"What do you mean, Lucy. I see nothing like dying about her."
"I was not thinking of dying, but of something else!" I answered. "However, time will show."
"Lucy! How perfectly absurd!" said Amabel. "When she has been mourning all these years for Mr. Falconer, and has never seen any company."
"Except Doctor Brown!" I added.
"Worse and worse!" returned Amabel, laughing heartily. "Lucy, I believe you are fey yourself. You used not to think so much about matrimony."
"Ah, well, time will show!
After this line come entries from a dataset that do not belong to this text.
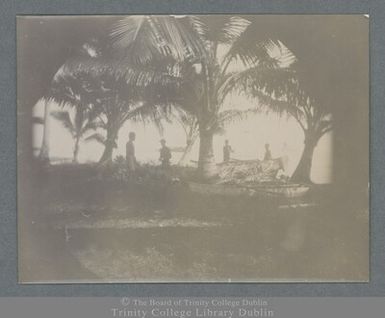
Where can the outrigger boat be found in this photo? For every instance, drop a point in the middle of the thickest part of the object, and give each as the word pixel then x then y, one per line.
pixel 289 190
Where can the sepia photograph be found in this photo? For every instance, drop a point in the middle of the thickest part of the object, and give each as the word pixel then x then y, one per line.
pixel 193 148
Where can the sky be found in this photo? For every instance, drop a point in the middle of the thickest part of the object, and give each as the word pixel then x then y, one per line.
pixel 246 137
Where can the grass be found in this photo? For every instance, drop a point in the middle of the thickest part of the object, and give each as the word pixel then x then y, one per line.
pixel 84 226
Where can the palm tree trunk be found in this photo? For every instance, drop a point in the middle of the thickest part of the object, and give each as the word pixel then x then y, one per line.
pixel 44 150
pixel 110 144
pixel 206 161
pixel 76 150
pixel 190 144
pixel 303 170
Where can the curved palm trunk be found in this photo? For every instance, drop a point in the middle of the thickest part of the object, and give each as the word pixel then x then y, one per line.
pixel 109 146
pixel 303 170
pixel 76 150
pixel 186 151
pixel 206 163
pixel 44 150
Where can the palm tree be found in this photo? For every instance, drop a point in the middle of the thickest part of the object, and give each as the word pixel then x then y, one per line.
pixel 85 82
pixel 201 52
pixel 83 122
pixel 290 92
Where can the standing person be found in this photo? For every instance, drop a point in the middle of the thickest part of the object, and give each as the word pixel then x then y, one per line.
pixel 267 153
pixel 227 150
pixel 130 152
pixel 165 154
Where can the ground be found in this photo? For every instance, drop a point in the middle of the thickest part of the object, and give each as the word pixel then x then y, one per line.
pixel 83 226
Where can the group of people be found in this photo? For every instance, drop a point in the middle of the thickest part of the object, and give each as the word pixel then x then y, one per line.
pixel 165 153
pixel 227 150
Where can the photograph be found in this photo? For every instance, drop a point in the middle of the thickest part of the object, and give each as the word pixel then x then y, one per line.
pixel 192 148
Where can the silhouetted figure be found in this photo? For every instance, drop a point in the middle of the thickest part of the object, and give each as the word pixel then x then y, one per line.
pixel 165 154
pixel 130 152
pixel 227 150
pixel 267 153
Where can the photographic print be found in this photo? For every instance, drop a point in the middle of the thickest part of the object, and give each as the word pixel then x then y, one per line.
pixel 193 148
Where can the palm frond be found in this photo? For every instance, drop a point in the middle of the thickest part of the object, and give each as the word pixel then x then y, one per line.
pixel 147 38
pixel 38 120
pixel 65 120
pixel 96 137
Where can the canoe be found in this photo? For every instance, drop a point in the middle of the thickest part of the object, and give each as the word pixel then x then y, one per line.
pixel 277 190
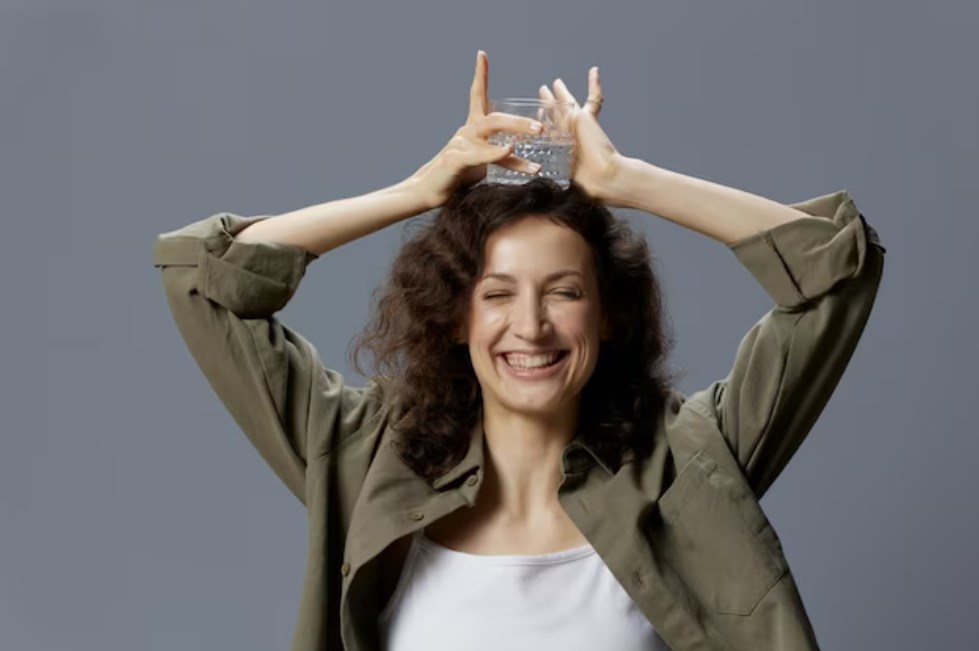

Let us look at our necklaces!"
Amabel's turned out to be a very rich thick gold chain supporting a fine pendant of amethyst set round with pearls. Mine was a chain of Turkey stones, supporting a locket enameled also with Turkey stones. It opened and had evidently once held a miniature.
"She never gave you that!" almost screamed Mrs. Chloe, when I showed it to her. "Why, it was the gift of Mr. Philip Falconer, and used to have his picture in it. My poor sister! She is not long for this world. My dears!" sinking her voice to a whisper. "Did either of you hear a strange noise last night?"
"I heard the bloodhounds baying as they do every moonlight night—that was all!" answered Amabel.
"Oh! You think it was the bloodhounds? Well, I don't know. To my thinking, it sounded like something else—longer and more dreary."